Concernant la RN 83, principalement entre Poligny et Besançon, une association a vu le jour récemment à Paroy (à proximité de Quingey). Le maire, nouvellement élu, tire la sonnette d’alarme. Il y a de plus en plus de camions et il note la circulation de véhicules utilitaires légers (VUL) immatriculés dans les pays de l’est.

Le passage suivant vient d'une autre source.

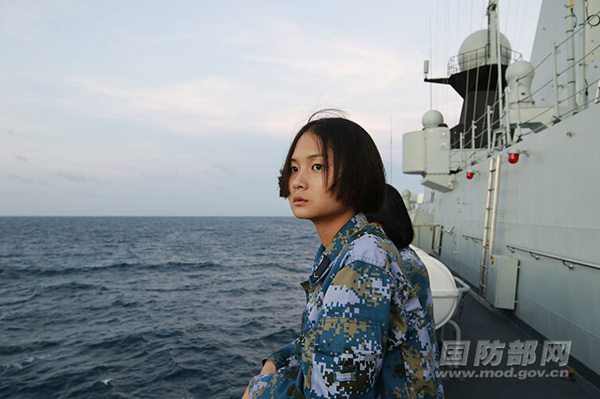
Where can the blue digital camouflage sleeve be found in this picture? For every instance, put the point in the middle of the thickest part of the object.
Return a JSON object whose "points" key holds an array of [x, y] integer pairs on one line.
{"points": [[350, 336], [283, 357]]}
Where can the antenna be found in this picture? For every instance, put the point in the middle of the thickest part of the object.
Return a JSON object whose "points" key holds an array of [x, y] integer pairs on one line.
{"points": [[391, 164]]}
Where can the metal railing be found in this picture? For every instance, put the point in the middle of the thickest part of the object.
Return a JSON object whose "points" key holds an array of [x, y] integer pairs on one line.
{"points": [[568, 262]]}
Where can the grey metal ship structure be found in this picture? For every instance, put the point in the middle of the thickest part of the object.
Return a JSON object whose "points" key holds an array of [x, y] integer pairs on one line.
{"points": [[511, 200]]}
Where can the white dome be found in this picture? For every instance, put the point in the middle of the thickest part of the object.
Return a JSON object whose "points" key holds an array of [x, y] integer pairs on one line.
{"points": [[472, 52], [432, 118]]}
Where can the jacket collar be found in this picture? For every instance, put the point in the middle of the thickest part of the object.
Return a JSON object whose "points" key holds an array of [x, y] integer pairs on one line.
{"points": [[325, 256]]}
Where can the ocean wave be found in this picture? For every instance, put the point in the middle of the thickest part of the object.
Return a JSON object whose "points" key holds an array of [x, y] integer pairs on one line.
{"points": [[113, 268]]}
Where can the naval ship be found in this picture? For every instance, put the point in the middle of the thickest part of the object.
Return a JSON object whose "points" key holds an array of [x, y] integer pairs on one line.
{"points": [[511, 193]]}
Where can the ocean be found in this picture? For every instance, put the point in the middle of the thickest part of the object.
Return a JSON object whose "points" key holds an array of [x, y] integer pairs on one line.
{"points": [[154, 307]]}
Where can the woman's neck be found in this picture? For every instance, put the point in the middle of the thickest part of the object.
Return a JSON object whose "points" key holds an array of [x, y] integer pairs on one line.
{"points": [[327, 229]]}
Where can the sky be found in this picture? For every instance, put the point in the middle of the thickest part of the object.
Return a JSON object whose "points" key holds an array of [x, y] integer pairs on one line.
{"points": [[188, 108]]}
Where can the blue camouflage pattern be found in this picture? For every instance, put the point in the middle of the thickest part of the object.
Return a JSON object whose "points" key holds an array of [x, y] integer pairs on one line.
{"points": [[366, 333]]}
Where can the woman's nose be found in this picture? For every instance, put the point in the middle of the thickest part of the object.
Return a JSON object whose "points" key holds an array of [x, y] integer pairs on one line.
{"points": [[298, 181]]}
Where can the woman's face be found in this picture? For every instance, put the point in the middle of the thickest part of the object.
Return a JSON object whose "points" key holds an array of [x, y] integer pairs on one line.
{"points": [[309, 196]]}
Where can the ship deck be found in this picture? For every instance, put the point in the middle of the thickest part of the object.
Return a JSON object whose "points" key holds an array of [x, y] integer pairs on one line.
{"points": [[479, 322]]}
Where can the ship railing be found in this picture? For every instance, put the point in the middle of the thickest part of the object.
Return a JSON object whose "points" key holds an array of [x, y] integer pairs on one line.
{"points": [[568, 262], [560, 106]]}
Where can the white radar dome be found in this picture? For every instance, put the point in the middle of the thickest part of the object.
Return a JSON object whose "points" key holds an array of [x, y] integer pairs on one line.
{"points": [[432, 118], [472, 52]]}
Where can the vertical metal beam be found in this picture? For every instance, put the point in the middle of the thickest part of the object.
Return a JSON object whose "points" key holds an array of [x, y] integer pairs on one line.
{"points": [[571, 78], [555, 78]]}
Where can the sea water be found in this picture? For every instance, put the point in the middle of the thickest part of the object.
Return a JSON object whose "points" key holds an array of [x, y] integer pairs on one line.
{"points": [[146, 307]]}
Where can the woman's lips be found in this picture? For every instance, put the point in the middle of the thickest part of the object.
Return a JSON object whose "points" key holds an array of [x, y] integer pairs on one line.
{"points": [[297, 200]]}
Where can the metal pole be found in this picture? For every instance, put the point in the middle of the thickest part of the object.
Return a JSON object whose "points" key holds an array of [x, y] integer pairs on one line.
{"points": [[489, 123], [495, 204], [571, 78], [581, 79], [555, 67]]}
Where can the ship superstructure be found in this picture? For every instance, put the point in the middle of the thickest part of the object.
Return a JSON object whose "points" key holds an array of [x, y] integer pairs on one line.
{"points": [[512, 192]]}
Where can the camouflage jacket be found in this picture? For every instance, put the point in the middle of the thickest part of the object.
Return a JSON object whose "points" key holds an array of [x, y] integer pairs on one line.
{"points": [[364, 332]]}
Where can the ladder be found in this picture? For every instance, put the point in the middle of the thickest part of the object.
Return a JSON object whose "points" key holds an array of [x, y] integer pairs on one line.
{"points": [[489, 226]]}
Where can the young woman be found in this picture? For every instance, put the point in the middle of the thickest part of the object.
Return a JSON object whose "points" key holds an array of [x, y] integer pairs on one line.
{"points": [[364, 333]]}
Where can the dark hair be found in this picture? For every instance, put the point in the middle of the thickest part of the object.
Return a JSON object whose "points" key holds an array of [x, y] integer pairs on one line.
{"points": [[394, 218], [358, 172]]}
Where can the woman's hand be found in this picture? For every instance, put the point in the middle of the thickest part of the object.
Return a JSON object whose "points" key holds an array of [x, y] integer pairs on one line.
{"points": [[268, 368]]}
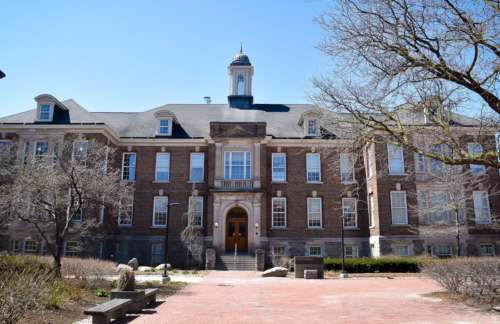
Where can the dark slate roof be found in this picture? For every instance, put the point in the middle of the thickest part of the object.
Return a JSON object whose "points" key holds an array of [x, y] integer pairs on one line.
{"points": [[191, 120]]}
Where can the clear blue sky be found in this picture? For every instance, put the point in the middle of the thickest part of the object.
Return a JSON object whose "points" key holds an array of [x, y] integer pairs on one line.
{"points": [[136, 55]]}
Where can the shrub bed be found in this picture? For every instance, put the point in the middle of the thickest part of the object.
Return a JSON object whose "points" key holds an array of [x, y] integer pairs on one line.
{"points": [[476, 278], [385, 264]]}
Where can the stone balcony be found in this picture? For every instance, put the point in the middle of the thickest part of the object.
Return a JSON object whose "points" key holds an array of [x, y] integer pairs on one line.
{"points": [[236, 185]]}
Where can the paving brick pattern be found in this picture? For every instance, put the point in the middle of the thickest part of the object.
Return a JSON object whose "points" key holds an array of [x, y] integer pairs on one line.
{"points": [[243, 297]]}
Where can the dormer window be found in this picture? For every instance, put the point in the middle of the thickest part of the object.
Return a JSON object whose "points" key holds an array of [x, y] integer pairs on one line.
{"points": [[165, 127], [312, 127], [45, 112]]}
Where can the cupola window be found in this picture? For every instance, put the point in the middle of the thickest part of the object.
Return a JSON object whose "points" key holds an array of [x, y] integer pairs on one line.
{"points": [[240, 85]]}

Comme le souligne Marie Breton « le paquet mobilités de la commission européenne va prochainement régler le problème de ces véhicules en leur imposant les mêmes contraintes de temps de conduite, de repos et de contrôles que les poids lourds ». Si elle comprend la position des riverains, elle souhaite une rencontre rapide entre les représentants des transporteurs, les élus locaux, l’administration et l’association « Bonne route ».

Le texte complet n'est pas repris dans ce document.